Ryoei Saito (齊藤 了英, Saitō Ryōei) was the honorary chairman of Daishowa Paper Manufacturing in Japan.

He was noted for his purchase of expensive art. Specifically, at consecutive auctions by Christie's and Sotheby's in New York in mid May 1990, Saito bought Van Gogh's Portrait of Dr. Gachet and a second, smaller version of Renoir's Bal du moulin de la Galette for $82.5 and $78.1 million, respectively. At the time, these were the two most expensive paintings sold, either at auction or through private sales. Taking inflation in account, they remained the two most expensive paintings until the private sale of Klimt's Portrait of Adele Bloch-Bauer I in June 2006. It took 25 years before Saito's public auction price was broken, through the sale of Picasso's Les Femmes d'Alger ("Version O") at Christie's, New York, in May 2015.

Saito died of a stroke six years after his acquisitions.

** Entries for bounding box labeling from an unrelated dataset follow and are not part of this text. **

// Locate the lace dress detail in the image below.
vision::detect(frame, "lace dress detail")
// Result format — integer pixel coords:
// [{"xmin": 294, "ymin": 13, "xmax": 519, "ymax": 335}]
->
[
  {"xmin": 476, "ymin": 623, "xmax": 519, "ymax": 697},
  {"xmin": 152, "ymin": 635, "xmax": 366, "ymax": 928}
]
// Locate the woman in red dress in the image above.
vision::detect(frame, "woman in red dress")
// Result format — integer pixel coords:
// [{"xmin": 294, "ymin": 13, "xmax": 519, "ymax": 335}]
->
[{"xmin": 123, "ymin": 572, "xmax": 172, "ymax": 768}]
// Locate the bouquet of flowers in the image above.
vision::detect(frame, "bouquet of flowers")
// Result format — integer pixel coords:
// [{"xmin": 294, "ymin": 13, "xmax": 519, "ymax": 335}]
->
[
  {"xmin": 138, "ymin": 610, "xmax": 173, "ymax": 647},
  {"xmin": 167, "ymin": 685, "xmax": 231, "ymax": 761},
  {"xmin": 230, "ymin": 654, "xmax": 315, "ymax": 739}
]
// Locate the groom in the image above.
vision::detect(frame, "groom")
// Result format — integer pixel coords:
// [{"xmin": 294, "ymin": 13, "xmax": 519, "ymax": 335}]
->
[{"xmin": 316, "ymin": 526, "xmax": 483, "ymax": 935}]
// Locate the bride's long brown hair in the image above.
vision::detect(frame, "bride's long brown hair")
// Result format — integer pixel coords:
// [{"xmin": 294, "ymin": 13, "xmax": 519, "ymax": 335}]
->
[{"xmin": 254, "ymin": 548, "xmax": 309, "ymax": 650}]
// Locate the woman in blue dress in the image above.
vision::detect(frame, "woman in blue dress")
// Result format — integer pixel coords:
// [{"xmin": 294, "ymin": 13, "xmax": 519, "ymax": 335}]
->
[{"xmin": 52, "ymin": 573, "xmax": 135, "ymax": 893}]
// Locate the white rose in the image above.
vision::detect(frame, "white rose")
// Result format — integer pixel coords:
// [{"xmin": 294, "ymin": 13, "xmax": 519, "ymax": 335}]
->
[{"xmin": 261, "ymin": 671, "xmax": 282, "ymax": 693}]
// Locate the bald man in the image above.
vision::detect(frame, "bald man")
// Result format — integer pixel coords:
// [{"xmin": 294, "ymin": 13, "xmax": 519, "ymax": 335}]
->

Three years later, the Metropolitan Museum of Art in New York, after failing to locate the Van Gogh for an exhibition, expressed concern that both paintings may have been cremated with the owner, since Saito had mentioned in the early 1990s, after having to pay $24 million in taxes for them, that it would be better to do so, in order to avoid colossal death duties for his children. Only in 2007 did it became publicly known that the painting had been sold in 1997 or 1998 to the Austrian-born investment fund manager Wolfgang Flöttl.